Foreign Policy Challenges in the 112th Congress: Development and Security
In the second session of a Wilson Center on the Hill two part series on Foreign Policy Challenges facing the 112th Congress, panelists examined the policy issues affecting the developing world, including U.S. development policy, U.S. nuclear policy, and climate and conflict resolution. Michael Van Dusen, acting Director and President of the Wilson Center, moderated the discussion.
Director of the Wilson Center's Latin American Program, Cynthia Arnson, opened the discussion noting challenges that may rise from its neighbors to the south. Home to many nascent democracies, Latin America still does not boast widespread support for a lot of its democratic institutions. Citing several recent public opinion polls, Arnson explained that while there are many stable regimes in the region, overall faith in the system has remained circumspect. According to the Latin American Public Opinion Project (LAPOP) survey conducted by Vanderbilt University, 52 percent of Latin Americans are unsatisfied with the functioning of democracy, and only 60 percent agreed that "authorities should always follow the law in their job." Arnson attributed the mistrust of democracy to factors such as unemployment, weak rule of law, corruption, and perceived public insecurity. She advised that working on the fundamental problems such as job creation and crime would best strengthen political institutions and U. S. interests in the region.

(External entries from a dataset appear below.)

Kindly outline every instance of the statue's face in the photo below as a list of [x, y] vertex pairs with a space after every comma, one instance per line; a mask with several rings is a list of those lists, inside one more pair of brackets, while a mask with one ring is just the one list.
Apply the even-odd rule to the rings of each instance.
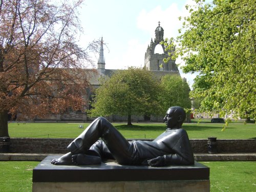
[[174, 128], [177, 124], [178, 117], [174, 114], [174, 109], [168, 109], [163, 119], [164, 122], [166, 124], [167, 128]]

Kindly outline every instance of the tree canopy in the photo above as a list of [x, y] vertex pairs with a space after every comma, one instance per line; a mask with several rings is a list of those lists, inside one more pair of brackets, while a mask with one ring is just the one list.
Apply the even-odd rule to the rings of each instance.
[[132, 115], [159, 112], [159, 81], [148, 71], [133, 67], [120, 70], [111, 78], [102, 79], [101, 84], [89, 111], [92, 116], [125, 115], [130, 125]]
[[185, 72], [200, 73], [191, 96], [202, 99], [204, 111], [255, 117], [256, 10], [254, 0], [195, 1], [187, 6], [184, 32], [176, 56], [185, 61]]
[[40, 116], [86, 102], [82, 68], [99, 44], [76, 41], [82, 2], [0, 1], [0, 136], [8, 136], [8, 113]]
[[161, 78], [160, 84], [162, 92], [159, 96], [162, 111], [172, 106], [191, 110], [190, 89], [185, 79], [178, 75], [166, 75]]

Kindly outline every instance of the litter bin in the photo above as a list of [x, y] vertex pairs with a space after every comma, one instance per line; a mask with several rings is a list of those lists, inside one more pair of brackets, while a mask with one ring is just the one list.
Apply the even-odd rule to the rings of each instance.
[[0, 153], [9, 153], [10, 148], [10, 137], [0, 137]]
[[208, 138], [208, 153], [209, 153], [209, 154], [214, 154], [217, 153], [217, 137]]

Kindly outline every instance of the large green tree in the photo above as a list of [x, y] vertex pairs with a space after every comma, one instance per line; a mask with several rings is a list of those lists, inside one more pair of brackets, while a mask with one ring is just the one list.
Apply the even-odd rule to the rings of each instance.
[[8, 113], [33, 118], [86, 102], [81, 68], [99, 44], [76, 41], [82, 2], [0, 0], [0, 137], [9, 136]]
[[159, 112], [160, 89], [159, 81], [150, 71], [136, 68], [118, 71], [111, 78], [101, 79], [89, 113], [91, 116], [127, 116], [131, 125], [132, 115]]
[[166, 75], [161, 78], [162, 93], [160, 97], [163, 111], [172, 106], [191, 109], [190, 89], [187, 82], [178, 75]]
[[203, 99], [205, 111], [255, 117], [255, 1], [195, 2], [187, 7], [190, 14], [176, 49], [185, 61], [183, 71], [200, 73], [191, 96]]

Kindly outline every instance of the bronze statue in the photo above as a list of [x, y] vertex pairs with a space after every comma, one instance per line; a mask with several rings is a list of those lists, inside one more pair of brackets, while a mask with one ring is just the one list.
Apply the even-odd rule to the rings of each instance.
[[130, 142], [106, 119], [98, 117], [69, 145], [69, 153], [51, 163], [92, 165], [100, 164], [102, 159], [113, 159], [122, 165], [194, 164], [187, 134], [181, 128], [185, 117], [183, 108], [171, 107], [163, 119], [167, 127], [164, 133], [152, 141]]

Geoff Dabelko, director of the Environmental Change and Security Program, continued by assessing how the state of developing countries is affecting both environmental and security issues. Dabelko noted the importance of a diversified approach that "works across bureaucracies" in order to bring all interested parties to the table before making policy decisions. He cited how issues of biodiversity affect the food economy in southeast Asia as an example where specialists ranging from glaciologists to the food security sector ought to be in the conversation when formulating even domestic policy. Dableko stressed that countries must work across development, environment and security fields to find solutions with multiple benefits, suggesting that a "triple bottom line" approach will secure the interests of all sectors concerned.
Robert Litwak, Vice President for Programs and Director of International Security Studies similarly touted the ability to distinguish underlying causes before making policy decisions, especially relating to issues of global nuclear security. He focused his presentation of the importance of “first order questions” of culture and circumstance to influence “second order questions” faced by policymakers. Noting the CIA’s fatal underestimation of Iranian revolutionary capacity in 1979 as an example of flawed “first order” information, Litwak emphasized that a correct understanding of basic cultural realities is crucial for effective policy, especially in terms of nuclear threats. Litwak argued that stemming the danger of proliferation will turn crucially on whether the United States can stay well apprised of the fundamental structure of nuclear states in order to prevent the illicit transfer or theft of a nuclear device in the years ahead.
Finally, Wilson Center Senior Scholar John Sewell brought his extensive knowledge of international development to the discussion on what impact the recent Quadrennial Diplomacy and Development Review (QDDR) will have on the State Department and USAID. The QDDR underlined the key relationship between development and foreign policy, suggesting an expansion of USAID to make it the preeminent development body in the world and a reorganization of State to better take on health, food, and other development related issues. Sewell pointed to several weaknesses in the extensive report, particularly its silence on questions of leadership, budget allocation, the adaptability of USAID, congressional support, and potential aid targets. Since 1961, seven similar reform attempts have failed, and the first-ever QDDR tries to substantiate the need for change. Sewell ultimately recognized that the 112th Congress might not be a "propitious political climate" for the suggested reforms, but agreed with the thrust of the QDDR that USAID and State face a new set of foreign policy problems where issues of development and international aid will strongly influence the U.S. position abroad.